We are also conscious that a private prosecutor is unlikely, absent the making of a wasted costs order for what is in effect misconduct, to have to pay the costs of the defendant (as it would in civil litigation were it to lose the case), and its entitlement to its legal costs from public funds is not contingent on the prosecution being successful. In those circumstances, there is a strong financial incentive for a private prosecution to be brought instead of civil proceedings. Accordingly, the financial imperative, largely subsidised by state funds, can act as a real distortion on the motives and actions of a private prosecutor.
To mitigate against this risk, we recommend that the rates at which a private prosecutor can recoup its costs be limited to the guideline CPS rates. Whilst it is in fact open to the Courts to do this already, it would be preferable for this to be set out in a suitable practice direction. In doing so, this would mean that the motives of a private prosecutor would be more closely aligned with its most important role, as a Minister of Justice, rather than being a more expensive method (to the State) by which crime can be prosecuted. We would expect the savings to Central Funds which would result to be diverted to the CPS and other public bodies who do not prosecute for financial gain. This would support the principle that, where possible, the more appropriate entity to bring a prosecution is a public body
Charging Practice
We note that in the oral evidence given to the Committee the issue of the Post Office charging defendants both with theft and false accounting was raised. The Court of Appeal considered this issue in the case of R. v Eden (1971) 55 Cr. App. R. 193 in which the practice of the Post Office charging both theft and false accounting received judicial disapproval:
‘It seems to this Court to be rather odd that two counts, theft and false accounting, should be put in parallel setting, if it is the object of the prosecution to secure a conviction on the first only if the second is proved, or on the second only if the first is proved. There would seem in those circumstances but little point in putting two separate counts. It would be better in future that the prosecution should make up its mind as to whether or not it really wants a conviction on a count for false accounting only if theft; is proved: if so, reliance should be placed on one count only. On the other hand, there may be cases when it is wise to have a count for false accounting; where, for instance, a temporary gain could be the object of the dishonest act’ per Sachs L.J.
We recommend that a greater role be explored for the CPS to be able to direct private prosecutors on the appropriate charges to bring without needing to take over the entire prosecution, that normally being a heavy-handed and potentially expensive remedy the problem.
Other safeguards
We also recommend that the CPS’ role in monitoring private prosecutions be made easier by way of mandatory reporting of the commencement of a private prosecution to the CPS. This would not have any significant resource implications for the CPS as the fact of reporting would not necessarily trigger a review, and it would enable enhanced monitoring and data collection.
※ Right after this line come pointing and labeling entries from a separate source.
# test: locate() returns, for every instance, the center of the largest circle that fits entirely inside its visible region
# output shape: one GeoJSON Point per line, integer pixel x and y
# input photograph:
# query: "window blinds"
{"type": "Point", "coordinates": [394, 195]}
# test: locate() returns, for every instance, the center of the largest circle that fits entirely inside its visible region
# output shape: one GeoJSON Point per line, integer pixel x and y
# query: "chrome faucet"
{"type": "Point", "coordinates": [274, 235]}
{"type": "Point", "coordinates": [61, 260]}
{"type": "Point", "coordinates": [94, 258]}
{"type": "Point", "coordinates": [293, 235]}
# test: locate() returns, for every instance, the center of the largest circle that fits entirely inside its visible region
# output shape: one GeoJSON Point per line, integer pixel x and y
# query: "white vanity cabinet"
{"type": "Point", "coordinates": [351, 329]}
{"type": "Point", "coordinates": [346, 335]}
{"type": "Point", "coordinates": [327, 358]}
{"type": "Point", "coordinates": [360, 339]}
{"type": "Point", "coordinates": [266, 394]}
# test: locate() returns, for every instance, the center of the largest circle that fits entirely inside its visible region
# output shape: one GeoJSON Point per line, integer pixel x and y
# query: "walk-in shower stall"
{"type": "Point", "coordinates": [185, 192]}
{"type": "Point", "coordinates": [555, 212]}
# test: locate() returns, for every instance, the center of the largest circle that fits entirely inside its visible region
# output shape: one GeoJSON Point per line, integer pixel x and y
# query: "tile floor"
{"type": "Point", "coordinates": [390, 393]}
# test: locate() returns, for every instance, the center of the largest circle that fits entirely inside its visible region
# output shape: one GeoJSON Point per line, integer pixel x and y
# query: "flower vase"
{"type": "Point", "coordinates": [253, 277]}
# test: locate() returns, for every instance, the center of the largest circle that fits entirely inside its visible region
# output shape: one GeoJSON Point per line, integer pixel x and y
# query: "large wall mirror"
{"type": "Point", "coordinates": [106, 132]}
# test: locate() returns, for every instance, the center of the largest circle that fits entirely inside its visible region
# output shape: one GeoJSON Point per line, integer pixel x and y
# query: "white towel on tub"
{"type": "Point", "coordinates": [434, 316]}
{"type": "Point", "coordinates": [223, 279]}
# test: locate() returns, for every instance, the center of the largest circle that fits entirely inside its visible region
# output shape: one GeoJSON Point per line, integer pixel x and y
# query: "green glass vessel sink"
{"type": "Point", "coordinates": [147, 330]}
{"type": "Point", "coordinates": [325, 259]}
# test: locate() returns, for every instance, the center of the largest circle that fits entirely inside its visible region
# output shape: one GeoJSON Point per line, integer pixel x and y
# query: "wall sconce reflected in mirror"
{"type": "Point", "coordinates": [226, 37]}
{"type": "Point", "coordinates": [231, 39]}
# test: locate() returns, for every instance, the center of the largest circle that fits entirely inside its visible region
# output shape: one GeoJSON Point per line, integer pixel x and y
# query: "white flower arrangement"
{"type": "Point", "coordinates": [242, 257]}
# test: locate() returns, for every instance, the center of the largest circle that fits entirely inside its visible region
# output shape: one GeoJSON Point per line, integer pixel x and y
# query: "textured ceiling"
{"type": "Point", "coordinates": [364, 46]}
We would suggest that a standard form report be generated and filed digitally, and be provided for in the Criminal Procedure Rules. Such a report could include also declarations from the Prosecutor, signed by a statement of truth, as to whether or not the case had been reported to public investigating authorities, and confirm declarations as to the extent of investigation and disclosure carried out, to complement the existing information laid before the Magistrates’ Court to commence the prosecution.